Avec La Bible, vaste entreprise de colonisation d’une planète habitable, Céline Champinot nous plonge dans l’univers d’un comic strip délirant revisitant l’Ancien Testament. Sous les traits d’une bande de scouts ayant construit leur camp de base sur une aire de jeux pour enfants, cinq jeunes actrices questionnent Dieu à cette heure critique où la planète Terre est agonisante. L’humour des Monty Python côtoie le charme du chant des chorales et nos héroïnes se transforment en croisés puis en super-héros pour mener à bien leur mission.
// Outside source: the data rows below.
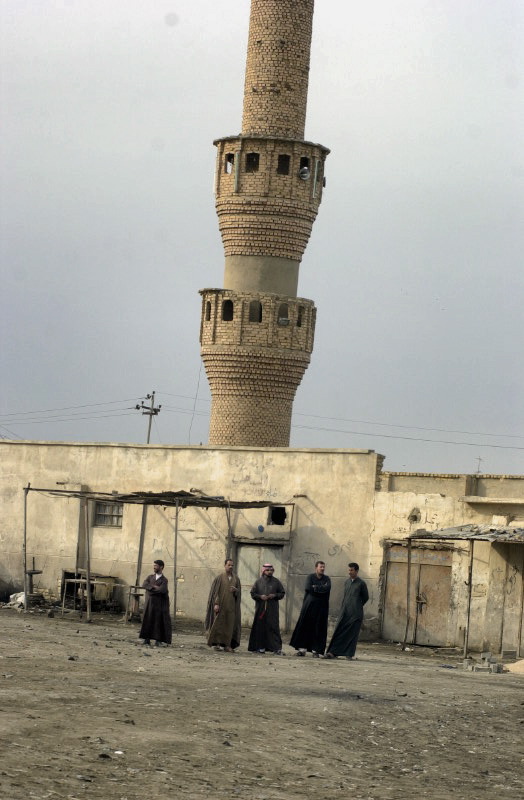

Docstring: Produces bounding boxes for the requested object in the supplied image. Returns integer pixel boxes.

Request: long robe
[248,575,286,653]
[328,577,369,658]
[138,573,172,644]
[206,572,241,650]
[289,572,331,654]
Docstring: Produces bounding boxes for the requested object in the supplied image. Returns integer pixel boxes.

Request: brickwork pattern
[242,0,314,139]
[200,289,317,355]
[201,347,309,447]
[215,137,329,261]
[200,289,316,447]
[200,0,329,447]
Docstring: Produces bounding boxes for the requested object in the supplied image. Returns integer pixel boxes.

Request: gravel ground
[0,608,524,800]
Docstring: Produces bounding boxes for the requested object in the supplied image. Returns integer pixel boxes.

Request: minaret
[200,0,329,447]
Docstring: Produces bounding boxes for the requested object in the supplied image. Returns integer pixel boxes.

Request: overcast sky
[0,0,524,473]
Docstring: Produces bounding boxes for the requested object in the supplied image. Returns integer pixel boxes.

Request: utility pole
[135,392,162,444]
[131,392,162,617]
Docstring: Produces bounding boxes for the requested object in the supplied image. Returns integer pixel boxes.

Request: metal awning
[28,486,274,508]
[407,525,524,544]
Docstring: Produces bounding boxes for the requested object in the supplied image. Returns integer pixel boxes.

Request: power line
[0,397,141,417]
[291,425,524,450]
[295,412,524,439]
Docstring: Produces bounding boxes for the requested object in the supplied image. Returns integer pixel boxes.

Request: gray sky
[0,0,524,473]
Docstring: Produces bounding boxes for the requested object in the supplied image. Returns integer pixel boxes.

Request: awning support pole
[402,539,411,650]
[24,483,31,614]
[464,539,475,658]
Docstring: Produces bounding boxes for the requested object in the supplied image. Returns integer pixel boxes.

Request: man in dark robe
[248,564,286,656]
[138,559,171,647]
[289,561,331,658]
[324,561,369,659]
[206,558,241,653]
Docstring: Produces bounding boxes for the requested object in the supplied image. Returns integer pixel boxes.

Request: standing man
[206,558,241,653]
[324,561,369,660]
[248,564,286,656]
[289,561,331,658]
[138,558,171,647]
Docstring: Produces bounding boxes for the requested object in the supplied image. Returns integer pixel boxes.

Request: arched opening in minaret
[277,153,291,175]
[222,300,233,322]
[249,300,262,322]
[277,303,289,325]
[246,153,260,172]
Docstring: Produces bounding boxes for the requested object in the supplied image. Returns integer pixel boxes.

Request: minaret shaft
[200,0,329,447]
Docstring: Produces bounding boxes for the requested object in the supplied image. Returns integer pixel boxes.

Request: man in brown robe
[138,559,172,646]
[206,558,241,653]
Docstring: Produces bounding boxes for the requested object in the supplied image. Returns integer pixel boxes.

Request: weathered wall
[0,441,380,626]
[370,473,524,652]
[0,441,524,649]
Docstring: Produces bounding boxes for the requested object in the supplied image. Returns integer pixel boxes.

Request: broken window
[249,300,262,322]
[95,502,124,528]
[246,153,260,172]
[267,506,287,525]
[222,300,233,322]
[277,153,291,175]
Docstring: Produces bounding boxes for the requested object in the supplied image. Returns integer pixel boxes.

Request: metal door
[382,547,451,647]
[414,564,451,647]
[236,544,285,625]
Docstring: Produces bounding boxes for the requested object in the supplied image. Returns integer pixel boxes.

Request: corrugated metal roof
[28,487,278,508]
[408,525,524,544]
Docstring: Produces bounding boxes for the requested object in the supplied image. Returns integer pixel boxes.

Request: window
[249,300,262,322]
[224,153,235,175]
[95,502,124,528]
[277,303,289,325]
[277,154,291,175]
[298,156,311,181]
[267,506,287,525]
[222,300,233,322]
[246,153,260,172]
Cette drolatique manière de tirer le signal d’alarme s’est achevée sous les ovations d’un public conquis.
Patrick Sourd
Théâtre en mai à Dijon jusqu’au 3 juin.
Soubresaut par le théâtre du Radeau, mise en scène et scénographie François Tanguy, salle Jacques Fornier, jusqu’au 29 mai.
Fkrzictions-La pièce librement adapté de Sigismund Krzyzanowski et marc-Antoine Mathieu, adaptation et mise en scène Pauline Ringeade, Théâtre Mansart, jusqu’au 28 mai.
La Bible, vaste entreprise de colonisation d’une planète habitable texte et mise en scène Céline Champinot, Parvis Saint-Jean, jusqu’au 28 mai et en tournée jusqu’au 28 mars 2019.